Аккорд. Роман в трех частях - стр. 44
У нее был прямой строгий нос с резными прозрачными ноздрями, которые подрагивали, когда она сердилась, а ее чертовски привлекательные черты дышали непререкаемой правотой и снисходительным сочувствием к недалеким умам. На вечеринках я подсаживался к ней, и мы вел и искристые, холодные и чистые, как снег, разговоры, которые чаще всего заканчивались ее искренним удивлением: «Ты, Юра, редкий пессимист!»
К Новому году мы с ней определенно подружились – то есть, пребывали в состоянии бесполой и приятной зависимости. Заходить дальше мне не позволяла моя скорбная и все еще живая любовь к Натали. Да, она постепенно превращалась в уксус, и для ее ускоренной ферментации нужен был кислород новой любви. Гоша, будучи в курсе моих сердечных дел, как-то заметил: «Ну, и правильно, чувак! Люська классная баба! Не то, что эта шалава Наташка!» И я подумал: а почему бы и нет? Нет, не влюбиться, а внушить доверие, достаточное для того, чтобы залезть под юбку. Да, да, именно под юбку, и ничего больше! А разве эти девчонки годятся на что-то другое? Интересно, на что я рассчитывал, собираясь таким незатейливым способом склонить к греху былую отличницу, образцовую комсомолку и нецелованную девственницу?
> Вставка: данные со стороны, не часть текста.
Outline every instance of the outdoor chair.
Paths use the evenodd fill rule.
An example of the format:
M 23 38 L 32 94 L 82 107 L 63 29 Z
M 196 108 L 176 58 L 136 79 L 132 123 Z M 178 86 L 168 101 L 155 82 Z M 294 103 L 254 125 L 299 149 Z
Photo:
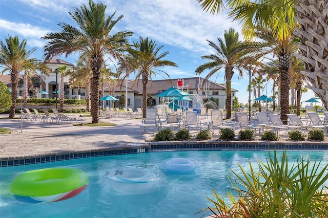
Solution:
M 258 131 L 259 135 L 261 131 L 264 132 L 263 126 L 256 125 L 251 125 L 249 119 L 247 112 L 236 112 L 235 113 L 235 120 L 237 120 L 239 125 L 240 130 L 243 128 L 254 130 L 255 133 Z
M 45 117 L 43 117 L 43 119 L 41 119 L 41 122 L 42 122 L 43 120 L 44 122 L 46 122 L 46 121 L 48 121 L 48 120 L 50 122 L 52 122 L 53 120 L 58 122 L 57 117 L 54 115 L 51 115 L 47 109 L 42 109 L 42 111 L 43 111 L 45 113 Z
M 146 128 L 153 129 L 153 135 L 157 129 L 157 115 L 156 109 L 147 109 L 146 112 L 146 118 L 142 120 L 140 125 L 140 134 L 142 130 L 146 131 Z
M 328 128 L 328 124 L 323 123 L 317 112 L 307 112 L 311 121 L 311 127 L 321 128 L 326 130 Z
M 283 122 L 281 120 L 279 115 L 277 114 L 269 114 L 269 118 L 274 125 L 276 126 L 285 126 L 287 128 L 288 130 L 302 130 L 302 128 L 299 125 L 284 124 Z
M 178 116 L 178 113 L 176 112 L 172 113 L 168 113 L 167 117 L 167 123 L 160 125 L 159 127 L 160 129 L 170 128 L 174 130 L 175 128 L 177 128 L 178 130 L 180 129 L 180 120 Z
M 226 121 L 223 120 L 222 117 L 222 112 L 220 110 L 213 110 L 211 111 L 211 119 L 212 121 L 210 121 L 207 124 L 205 124 L 208 126 L 209 128 L 210 126 L 212 126 L 212 134 L 214 135 L 214 128 L 218 128 L 219 132 L 222 128 L 229 128 L 230 129 L 234 130 L 234 127 L 231 126 L 228 124 Z
M 27 119 L 27 121 L 28 121 L 29 119 L 31 120 L 31 121 L 33 121 L 33 120 L 35 121 L 36 121 L 36 115 L 35 114 L 32 114 L 29 108 L 24 108 L 24 110 L 29 115 L 28 118 Z
M 137 115 L 138 116 L 142 117 L 142 108 L 140 107 L 137 107 Z
M 128 110 L 126 108 L 123 107 L 123 111 L 124 111 L 124 114 L 125 114 L 125 116 L 126 117 L 128 117 L 128 116 L 131 117 L 132 116 L 131 113 L 129 111 L 128 111 Z
M 196 112 L 186 112 L 186 126 L 188 129 L 197 129 L 197 131 L 202 129 L 200 121 L 198 120 Z
M 30 116 L 22 110 L 18 110 L 18 111 L 20 114 L 19 115 L 19 117 L 18 118 L 18 119 L 23 119 L 23 121 L 26 120 L 26 121 L 27 121 L 30 118 Z
M 39 112 L 35 108 L 33 108 L 33 111 L 34 112 L 34 114 L 35 114 L 35 119 L 39 119 L 40 122 L 43 120 L 43 117 L 45 116 L 45 115 L 41 115 Z
M 285 126 L 274 125 L 272 123 L 271 123 L 271 121 L 269 120 L 268 114 L 273 114 L 270 113 L 266 113 L 266 112 L 256 112 L 256 117 L 257 118 L 257 121 L 258 122 L 258 125 L 262 126 L 263 128 L 266 129 L 271 129 L 270 130 L 275 132 L 278 133 L 278 132 L 282 130 L 288 130 L 288 128 Z
M 205 119 L 205 118 L 207 117 L 208 118 L 207 110 L 207 108 L 206 107 L 202 107 L 200 109 L 200 114 L 199 114 L 199 117 L 200 119 L 202 119 L 202 117 L 203 117 L 203 119 Z

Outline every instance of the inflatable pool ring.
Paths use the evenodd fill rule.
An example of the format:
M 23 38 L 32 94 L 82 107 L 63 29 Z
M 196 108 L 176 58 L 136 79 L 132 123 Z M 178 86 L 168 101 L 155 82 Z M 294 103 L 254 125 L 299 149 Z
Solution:
M 83 171 L 73 168 L 49 168 L 20 173 L 10 191 L 18 201 L 47 203 L 72 198 L 85 189 L 89 181 Z
M 133 167 L 116 169 L 106 177 L 111 189 L 120 195 L 146 194 L 155 191 L 158 177 L 151 170 Z
M 163 172 L 173 174 L 191 174 L 195 172 L 194 162 L 186 158 L 171 158 L 163 161 L 159 168 Z

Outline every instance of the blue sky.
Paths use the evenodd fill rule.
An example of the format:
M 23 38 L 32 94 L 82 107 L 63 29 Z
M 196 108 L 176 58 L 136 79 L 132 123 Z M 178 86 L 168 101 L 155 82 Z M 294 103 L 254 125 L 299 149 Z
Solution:
M 240 33 L 237 23 L 232 23 L 225 14 L 212 16 L 206 13 L 196 0 L 104 0 L 101 2 L 107 6 L 107 16 L 115 11 L 115 18 L 124 15 L 115 25 L 113 32 L 131 31 L 134 33 L 131 41 L 138 40 L 139 37 L 148 37 L 155 40 L 158 46 L 163 46 L 161 51 L 170 52 L 167 59 L 179 66 L 165 69 L 172 78 L 195 76 L 195 70 L 204 63 L 201 56 L 213 52 L 206 39 L 217 42 L 217 38 L 223 38 L 224 31 L 230 28 Z M 37 48 L 32 56 L 42 60 L 42 48 L 46 42 L 40 38 L 47 33 L 60 31 L 58 23 L 74 25 L 75 21 L 68 12 L 74 7 L 88 4 L 88 0 L 1 0 L 0 40 L 4 41 L 8 35 L 17 35 L 20 40 L 26 39 L 29 50 Z M 77 54 L 60 58 L 75 64 Z M 207 73 L 204 72 L 201 76 L 204 77 Z M 222 71 L 211 80 L 224 83 Z M 246 73 L 240 79 L 236 73 L 233 78 L 232 88 L 238 90 L 236 96 L 240 102 L 248 102 L 248 81 Z M 272 95 L 271 89 L 269 82 L 262 94 L 266 92 L 268 95 Z M 303 95 L 302 101 L 313 96 L 309 91 Z

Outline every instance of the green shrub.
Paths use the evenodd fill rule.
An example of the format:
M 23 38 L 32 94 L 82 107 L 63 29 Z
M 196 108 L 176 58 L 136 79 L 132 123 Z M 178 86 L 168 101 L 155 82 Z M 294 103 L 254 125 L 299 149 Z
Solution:
M 173 141 L 174 140 L 174 132 L 169 128 L 161 130 L 156 134 L 154 140 L 156 142 L 159 141 Z
M 198 140 L 207 140 L 212 139 L 212 132 L 210 129 L 201 130 L 196 136 L 196 139 Z
M 289 139 L 292 141 L 305 141 L 305 135 L 299 130 L 293 130 L 288 132 Z
M 265 131 L 260 136 L 261 139 L 264 141 L 278 141 L 280 137 L 276 134 L 271 131 Z
M 175 139 L 177 140 L 190 140 L 191 139 L 191 135 L 189 133 L 189 130 L 186 128 L 180 129 L 175 134 Z
M 220 139 L 231 141 L 235 139 L 235 131 L 230 128 L 221 128 L 220 129 Z
M 239 131 L 239 139 L 245 141 L 255 140 L 254 131 L 252 129 L 241 130 Z
M 324 131 L 322 129 L 311 129 L 309 131 L 308 138 L 311 141 L 324 141 Z

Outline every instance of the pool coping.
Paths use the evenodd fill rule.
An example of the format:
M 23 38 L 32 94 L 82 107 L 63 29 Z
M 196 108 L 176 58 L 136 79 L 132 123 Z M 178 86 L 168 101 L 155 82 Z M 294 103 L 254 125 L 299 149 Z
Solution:
M 79 158 L 150 152 L 152 151 L 209 150 L 328 150 L 327 142 L 296 142 L 262 141 L 179 141 L 148 142 L 144 143 L 116 144 L 111 147 L 88 150 L 61 150 L 0 159 L 0 167 L 29 165 Z

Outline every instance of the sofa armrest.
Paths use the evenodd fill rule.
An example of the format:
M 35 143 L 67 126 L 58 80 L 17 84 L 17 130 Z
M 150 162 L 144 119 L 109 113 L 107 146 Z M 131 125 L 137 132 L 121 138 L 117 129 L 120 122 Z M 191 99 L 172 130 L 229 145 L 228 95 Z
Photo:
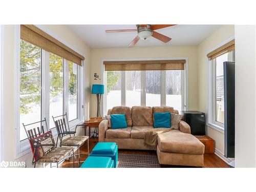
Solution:
M 183 121 L 180 121 L 179 124 L 180 131 L 184 133 L 190 134 L 190 126 L 188 124 Z
M 108 130 L 108 124 L 109 121 L 107 119 L 104 119 L 99 125 L 99 142 L 104 142 L 105 141 L 105 133 Z

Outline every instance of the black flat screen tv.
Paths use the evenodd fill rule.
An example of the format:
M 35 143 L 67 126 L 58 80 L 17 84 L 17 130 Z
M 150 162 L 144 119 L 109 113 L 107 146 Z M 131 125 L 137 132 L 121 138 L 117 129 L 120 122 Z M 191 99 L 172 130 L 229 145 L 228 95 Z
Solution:
M 225 157 L 234 158 L 234 62 L 224 62 Z

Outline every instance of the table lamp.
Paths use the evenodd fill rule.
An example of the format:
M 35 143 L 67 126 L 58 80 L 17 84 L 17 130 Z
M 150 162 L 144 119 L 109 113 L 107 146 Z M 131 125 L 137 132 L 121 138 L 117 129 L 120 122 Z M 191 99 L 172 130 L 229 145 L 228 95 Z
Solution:
M 97 117 L 100 117 L 100 98 L 101 94 L 104 94 L 104 85 L 93 84 L 92 87 L 92 94 L 97 95 Z

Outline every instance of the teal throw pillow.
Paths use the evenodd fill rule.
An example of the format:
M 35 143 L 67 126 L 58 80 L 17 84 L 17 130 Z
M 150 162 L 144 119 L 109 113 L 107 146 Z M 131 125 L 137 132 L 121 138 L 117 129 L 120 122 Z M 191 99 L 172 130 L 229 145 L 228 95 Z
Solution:
M 170 128 L 170 113 L 154 113 L 154 127 Z
M 124 114 L 110 115 L 112 129 L 127 127 L 126 120 Z

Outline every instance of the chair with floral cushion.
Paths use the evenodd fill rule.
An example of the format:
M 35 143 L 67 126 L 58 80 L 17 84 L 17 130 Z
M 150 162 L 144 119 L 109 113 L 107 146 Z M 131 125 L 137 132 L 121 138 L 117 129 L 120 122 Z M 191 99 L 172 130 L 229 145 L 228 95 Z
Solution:
M 75 127 L 74 131 L 70 131 L 69 124 L 69 120 L 67 113 L 64 115 L 59 115 L 57 117 L 52 116 L 53 121 L 55 124 L 55 127 L 58 132 L 58 138 L 57 139 L 56 145 L 58 144 L 58 140 L 59 138 L 60 143 L 59 146 L 77 147 L 78 154 L 73 155 L 75 156 L 77 163 L 80 167 L 80 156 L 81 155 L 90 155 L 89 151 L 89 137 L 85 136 L 75 136 L 75 135 L 76 132 L 76 127 Z M 73 136 L 71 136 L 73 135 Z M 63 137 L 67 135 L 69 135 L 70 137 L 63 138 Z M 80 147 L 87 140 L 87 146 L 88 150 L 88 154 L 80 154 Z M 76 156 L 78 156 L 78 159 L 77 159 Z
M 46 127 L 46 132 L 45 132 L 44 124 Z M 58 167 L 59 164 L 69 158 L 71 153 L 74 155 L 73 147 L 56 146 L 52 131 L 47 131 L 48 129 L 46 118 L 44 120 L 26 125 L 23 123 L 23 125 L 33 153 L 32 164 L 34 167 L 35 167 L 37 162 L 49 163 L 51 167 L 52 163 L 54 163 Z M 74 158 L 73 165 L 74 167 Z

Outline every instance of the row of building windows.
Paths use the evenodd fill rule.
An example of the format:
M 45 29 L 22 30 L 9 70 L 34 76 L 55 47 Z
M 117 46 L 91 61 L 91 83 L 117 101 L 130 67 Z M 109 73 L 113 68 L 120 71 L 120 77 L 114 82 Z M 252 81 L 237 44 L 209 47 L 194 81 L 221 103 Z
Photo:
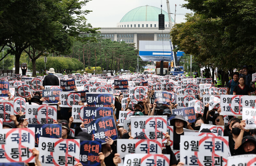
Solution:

Новый год мы с ней встречали в компании одноклассников. Находясь в шальном, предавантюрном настроении, я выпил, словно горькую воду три больших рюмки водки и сидел, глупо улыбаясь, не в силах остановить янтарно-зыбкую карусель расплывшихся лиц. Ко мне подсела Люси, подложила кусок мяса и велела съесть. Я с коровьей задумчивостью прожевал его, и она подложила еще один. Я, все так же глупо улыбаясь, съел второй кусок, после чего она вывела меня в прихожую, обмотала мою шею шарфом, помогла попасть в рукава пальто, нахлобучила на меня шапку и увела, нетвердого, на улицу. Помню, что на лице моем проступило блаженное и покорное чувство признательности. Впервые после Натали обо мне молча и укоризненно заботилась женщина. Думаю, от этого чувства и зародился во мне эмбрион новой любви.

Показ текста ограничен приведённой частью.